Soms moet je als netbeheerder een keer ballen hebben. ‘Kijk, bij dit project zijn de omstandigheden perfect voor een proef, en nou gaan we dit gewoon doen.’
In het centrum van het Duitse Essen deed zo’n situatie zich voor in het net van beheerder Westnetz. Daar was een oude 110 kV-installatie op station Dellbrügge aan uitbreiding en vervanging van de invoedende grondkabel toe. Het was onmogelijk om op die plek nog meer trafo’s in het krappe gebouw te proppen. Het geheel verwijderen van de 110/10 kV transformatiestap zou ruimte vrijspelen om de 10 kV-installatie te vergroten en alsnog binnen het bestaande gebouw te blijven, maar de 110/10 kV-stap was er niet voor niets: de stroomvraag was zo hoog dat het bijna niet te doen was om dat met 10 kV-kabels vanaf het naburige station Herkules met grondkabels naar Dellbrügge te transporteren. Er hadden er dan minimaal vijf parallel aangelegd moeten worden.
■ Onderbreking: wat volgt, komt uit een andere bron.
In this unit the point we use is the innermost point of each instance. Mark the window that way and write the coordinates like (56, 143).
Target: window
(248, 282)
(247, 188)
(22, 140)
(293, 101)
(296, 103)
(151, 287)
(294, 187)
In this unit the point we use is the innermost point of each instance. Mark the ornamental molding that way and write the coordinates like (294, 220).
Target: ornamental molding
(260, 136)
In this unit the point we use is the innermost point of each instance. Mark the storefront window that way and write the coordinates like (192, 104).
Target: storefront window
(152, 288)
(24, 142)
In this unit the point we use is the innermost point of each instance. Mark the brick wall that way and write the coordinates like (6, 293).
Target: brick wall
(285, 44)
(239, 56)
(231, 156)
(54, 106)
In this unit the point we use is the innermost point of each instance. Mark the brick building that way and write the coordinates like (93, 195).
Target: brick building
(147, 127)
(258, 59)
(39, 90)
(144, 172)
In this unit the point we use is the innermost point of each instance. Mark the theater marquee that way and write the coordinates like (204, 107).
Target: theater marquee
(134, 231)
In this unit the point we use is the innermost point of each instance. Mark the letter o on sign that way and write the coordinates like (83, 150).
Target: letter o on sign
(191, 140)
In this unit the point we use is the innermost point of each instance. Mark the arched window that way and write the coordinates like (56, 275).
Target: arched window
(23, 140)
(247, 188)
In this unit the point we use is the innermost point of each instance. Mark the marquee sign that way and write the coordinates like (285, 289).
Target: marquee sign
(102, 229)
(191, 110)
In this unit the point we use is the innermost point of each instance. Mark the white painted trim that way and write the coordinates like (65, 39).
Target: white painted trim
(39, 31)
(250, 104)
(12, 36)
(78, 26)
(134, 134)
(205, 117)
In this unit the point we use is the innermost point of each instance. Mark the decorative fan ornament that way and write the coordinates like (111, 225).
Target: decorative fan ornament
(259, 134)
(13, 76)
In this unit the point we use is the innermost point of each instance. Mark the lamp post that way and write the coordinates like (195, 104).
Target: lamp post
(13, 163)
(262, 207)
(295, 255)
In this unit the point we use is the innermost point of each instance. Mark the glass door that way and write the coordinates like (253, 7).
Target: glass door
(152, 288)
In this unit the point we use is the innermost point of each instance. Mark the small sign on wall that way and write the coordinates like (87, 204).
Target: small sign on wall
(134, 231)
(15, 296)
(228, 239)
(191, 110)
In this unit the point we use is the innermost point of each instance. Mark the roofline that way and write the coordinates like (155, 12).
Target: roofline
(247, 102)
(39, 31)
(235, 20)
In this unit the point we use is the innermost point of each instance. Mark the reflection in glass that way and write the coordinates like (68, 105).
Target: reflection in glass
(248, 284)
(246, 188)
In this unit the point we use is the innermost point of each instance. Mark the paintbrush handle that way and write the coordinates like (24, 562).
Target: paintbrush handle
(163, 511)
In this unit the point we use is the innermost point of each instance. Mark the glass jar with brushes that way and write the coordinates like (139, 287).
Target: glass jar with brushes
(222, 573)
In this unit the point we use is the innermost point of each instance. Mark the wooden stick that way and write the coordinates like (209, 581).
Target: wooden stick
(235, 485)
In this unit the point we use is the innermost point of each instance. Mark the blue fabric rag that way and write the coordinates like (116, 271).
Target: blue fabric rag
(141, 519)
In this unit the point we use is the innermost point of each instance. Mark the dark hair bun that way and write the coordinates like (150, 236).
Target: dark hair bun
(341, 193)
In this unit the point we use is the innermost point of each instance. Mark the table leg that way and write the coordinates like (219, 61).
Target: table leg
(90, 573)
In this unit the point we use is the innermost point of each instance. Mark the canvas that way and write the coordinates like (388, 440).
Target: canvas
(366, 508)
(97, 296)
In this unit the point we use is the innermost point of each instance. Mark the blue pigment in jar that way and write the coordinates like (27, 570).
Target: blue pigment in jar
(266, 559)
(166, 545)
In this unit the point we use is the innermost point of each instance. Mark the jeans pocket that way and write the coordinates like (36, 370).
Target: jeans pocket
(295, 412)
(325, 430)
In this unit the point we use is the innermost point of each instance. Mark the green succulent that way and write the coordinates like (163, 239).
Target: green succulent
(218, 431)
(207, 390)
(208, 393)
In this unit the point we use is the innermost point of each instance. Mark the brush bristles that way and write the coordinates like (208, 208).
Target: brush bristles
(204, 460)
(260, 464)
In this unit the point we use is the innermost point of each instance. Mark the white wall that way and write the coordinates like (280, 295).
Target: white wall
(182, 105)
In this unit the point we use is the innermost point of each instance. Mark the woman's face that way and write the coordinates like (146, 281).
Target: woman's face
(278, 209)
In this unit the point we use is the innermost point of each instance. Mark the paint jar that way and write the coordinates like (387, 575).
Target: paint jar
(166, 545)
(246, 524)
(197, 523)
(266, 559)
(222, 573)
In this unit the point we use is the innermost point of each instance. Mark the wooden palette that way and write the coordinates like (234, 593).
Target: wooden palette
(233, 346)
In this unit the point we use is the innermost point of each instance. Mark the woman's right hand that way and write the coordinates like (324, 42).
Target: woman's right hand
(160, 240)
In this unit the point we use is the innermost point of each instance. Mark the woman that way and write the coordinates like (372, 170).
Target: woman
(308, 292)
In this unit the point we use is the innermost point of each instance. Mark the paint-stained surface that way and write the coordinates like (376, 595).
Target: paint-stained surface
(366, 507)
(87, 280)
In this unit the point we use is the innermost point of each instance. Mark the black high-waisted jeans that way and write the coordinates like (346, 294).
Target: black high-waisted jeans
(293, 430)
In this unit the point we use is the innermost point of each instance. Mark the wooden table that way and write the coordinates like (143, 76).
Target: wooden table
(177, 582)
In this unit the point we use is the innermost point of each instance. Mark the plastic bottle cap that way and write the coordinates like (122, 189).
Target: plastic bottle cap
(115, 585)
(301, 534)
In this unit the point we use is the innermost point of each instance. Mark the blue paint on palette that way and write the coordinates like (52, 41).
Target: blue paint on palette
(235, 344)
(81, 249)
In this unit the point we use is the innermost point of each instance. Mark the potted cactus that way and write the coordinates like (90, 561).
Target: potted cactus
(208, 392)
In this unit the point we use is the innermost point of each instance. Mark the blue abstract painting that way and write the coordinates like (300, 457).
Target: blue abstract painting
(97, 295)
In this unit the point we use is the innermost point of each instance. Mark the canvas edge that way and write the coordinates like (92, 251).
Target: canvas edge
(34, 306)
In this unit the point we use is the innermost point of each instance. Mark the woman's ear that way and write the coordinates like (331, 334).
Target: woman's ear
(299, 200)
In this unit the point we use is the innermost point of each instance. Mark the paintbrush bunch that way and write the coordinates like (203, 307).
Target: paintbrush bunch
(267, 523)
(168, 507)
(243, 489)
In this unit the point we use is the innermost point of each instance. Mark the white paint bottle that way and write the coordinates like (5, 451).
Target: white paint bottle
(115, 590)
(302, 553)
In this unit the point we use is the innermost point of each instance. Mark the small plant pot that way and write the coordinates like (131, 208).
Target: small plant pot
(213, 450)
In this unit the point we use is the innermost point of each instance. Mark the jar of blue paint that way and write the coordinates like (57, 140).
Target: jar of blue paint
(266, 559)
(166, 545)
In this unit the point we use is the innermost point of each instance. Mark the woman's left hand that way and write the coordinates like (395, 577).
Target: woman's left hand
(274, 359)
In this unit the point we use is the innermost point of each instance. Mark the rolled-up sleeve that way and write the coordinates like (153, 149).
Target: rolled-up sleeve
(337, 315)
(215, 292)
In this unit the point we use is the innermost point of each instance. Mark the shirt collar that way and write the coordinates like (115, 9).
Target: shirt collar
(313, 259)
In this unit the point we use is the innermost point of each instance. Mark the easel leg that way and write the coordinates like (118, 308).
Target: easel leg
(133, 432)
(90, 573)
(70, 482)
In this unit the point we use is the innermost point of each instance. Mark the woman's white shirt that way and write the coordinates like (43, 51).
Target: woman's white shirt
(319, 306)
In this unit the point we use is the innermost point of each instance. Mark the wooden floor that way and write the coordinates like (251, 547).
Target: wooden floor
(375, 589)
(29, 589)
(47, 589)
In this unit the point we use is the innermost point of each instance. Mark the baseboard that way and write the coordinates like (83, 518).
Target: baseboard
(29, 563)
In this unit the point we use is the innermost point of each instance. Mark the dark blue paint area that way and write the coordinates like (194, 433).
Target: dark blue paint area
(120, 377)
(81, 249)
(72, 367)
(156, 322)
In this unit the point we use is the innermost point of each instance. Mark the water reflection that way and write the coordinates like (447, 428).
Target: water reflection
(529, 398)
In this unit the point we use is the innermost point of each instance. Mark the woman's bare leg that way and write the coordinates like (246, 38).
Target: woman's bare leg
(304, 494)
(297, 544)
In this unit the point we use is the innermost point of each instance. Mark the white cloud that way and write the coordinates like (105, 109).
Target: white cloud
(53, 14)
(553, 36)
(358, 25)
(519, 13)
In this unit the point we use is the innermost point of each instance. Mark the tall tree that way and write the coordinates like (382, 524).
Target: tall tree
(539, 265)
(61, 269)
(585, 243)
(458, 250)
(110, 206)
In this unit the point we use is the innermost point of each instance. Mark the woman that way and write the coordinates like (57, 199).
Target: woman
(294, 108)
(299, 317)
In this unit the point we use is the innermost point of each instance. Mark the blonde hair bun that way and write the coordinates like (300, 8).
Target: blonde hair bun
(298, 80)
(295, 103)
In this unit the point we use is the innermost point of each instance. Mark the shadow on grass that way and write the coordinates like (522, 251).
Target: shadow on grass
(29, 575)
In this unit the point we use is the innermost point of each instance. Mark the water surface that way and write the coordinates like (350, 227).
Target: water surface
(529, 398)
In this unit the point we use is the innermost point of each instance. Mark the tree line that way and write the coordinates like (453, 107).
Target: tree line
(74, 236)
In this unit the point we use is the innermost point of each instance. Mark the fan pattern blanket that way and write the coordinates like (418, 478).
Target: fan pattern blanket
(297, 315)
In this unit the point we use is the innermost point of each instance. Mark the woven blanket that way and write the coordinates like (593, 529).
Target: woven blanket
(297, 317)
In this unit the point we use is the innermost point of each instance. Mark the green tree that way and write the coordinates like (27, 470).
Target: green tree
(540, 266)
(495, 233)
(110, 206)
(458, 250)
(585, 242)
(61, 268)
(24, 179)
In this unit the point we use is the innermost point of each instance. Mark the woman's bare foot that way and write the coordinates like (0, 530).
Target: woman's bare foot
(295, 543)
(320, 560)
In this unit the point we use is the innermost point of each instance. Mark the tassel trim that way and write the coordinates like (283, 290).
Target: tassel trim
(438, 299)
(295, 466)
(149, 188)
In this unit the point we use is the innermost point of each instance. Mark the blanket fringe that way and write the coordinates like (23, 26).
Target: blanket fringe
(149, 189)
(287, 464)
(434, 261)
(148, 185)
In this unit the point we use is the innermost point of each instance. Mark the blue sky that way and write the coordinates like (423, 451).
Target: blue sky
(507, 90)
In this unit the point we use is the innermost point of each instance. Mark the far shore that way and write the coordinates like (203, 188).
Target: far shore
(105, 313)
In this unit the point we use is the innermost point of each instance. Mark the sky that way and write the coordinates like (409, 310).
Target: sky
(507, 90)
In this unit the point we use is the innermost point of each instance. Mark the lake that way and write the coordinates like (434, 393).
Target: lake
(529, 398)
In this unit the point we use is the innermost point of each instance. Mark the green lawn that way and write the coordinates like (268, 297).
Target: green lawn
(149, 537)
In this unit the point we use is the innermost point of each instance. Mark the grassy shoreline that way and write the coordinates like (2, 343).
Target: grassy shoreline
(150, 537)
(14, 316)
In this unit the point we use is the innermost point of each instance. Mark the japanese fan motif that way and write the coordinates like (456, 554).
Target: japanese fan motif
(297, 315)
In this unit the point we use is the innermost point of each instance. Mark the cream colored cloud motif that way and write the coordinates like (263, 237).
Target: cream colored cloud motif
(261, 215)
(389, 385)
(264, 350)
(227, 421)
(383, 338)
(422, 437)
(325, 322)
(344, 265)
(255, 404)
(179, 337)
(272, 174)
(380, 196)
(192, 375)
AmpaCity op de netkaart. Dat ene iele 10 kV-kabeltje kan 40 MVA vermogen aan en kan zich meten met de lijn naar station Herkules. Dellbrügge is het voormalige 110/10 kV-station waarin geen ruimte meer was voor nog meer 110/10 kV trafo’s.
Westnetz dacht na, belde met de universiteit van Karlsrühe en kabelfabrikant Nexans maakte een twaalfhonderd meter lange supergeleidende coaxiale kabel met cupraatmateriaal die met vloeibare stikstof kon worden gekoeld. De kabel kon in zijn eentje maar liefst 40 MVA vermogen transporteren op 10 kV. Zo kon de hele 110 kV-stap worden weggehaald iot Dellbrügge terwijl er alsnog genoeg vermogen kon binnenlopen zonder een hele kabelspaghetti. AmpaCity kwam in gebruik in 2014 en in de jaren erna traden nauwelijks problemen op. Op luchtfoto’s lijkt vanaf 2022 het vat met vloeibare stikstof op de site te zijn verdwenen, zodat niet bekend is of de kabel nog steeds in dienst is. Het kan ook zijn dat het vat is vervangen door een exemplaar binnen.
Ook in Amerika zijn een paar zulke projecten te vinden. In Nederland was er enige tijd sprake van dat de oude 110 kV-oliedrukkabel tussen Enschede Heekstraat en Vechtstraat (ook aan vervanging toe) eveneens een proefproject voor een supergeleidende kabel zou worden, maar dan op 110 kV. Dit is helaas niet doorgegaan, Tennet koos uiteindelijk alsnog voor een gangbare XLPE om de kabel mee te vernieuwen. We zullen dus nog wat langer moeten wachten op supergeleiding op hoogspanningsniveau.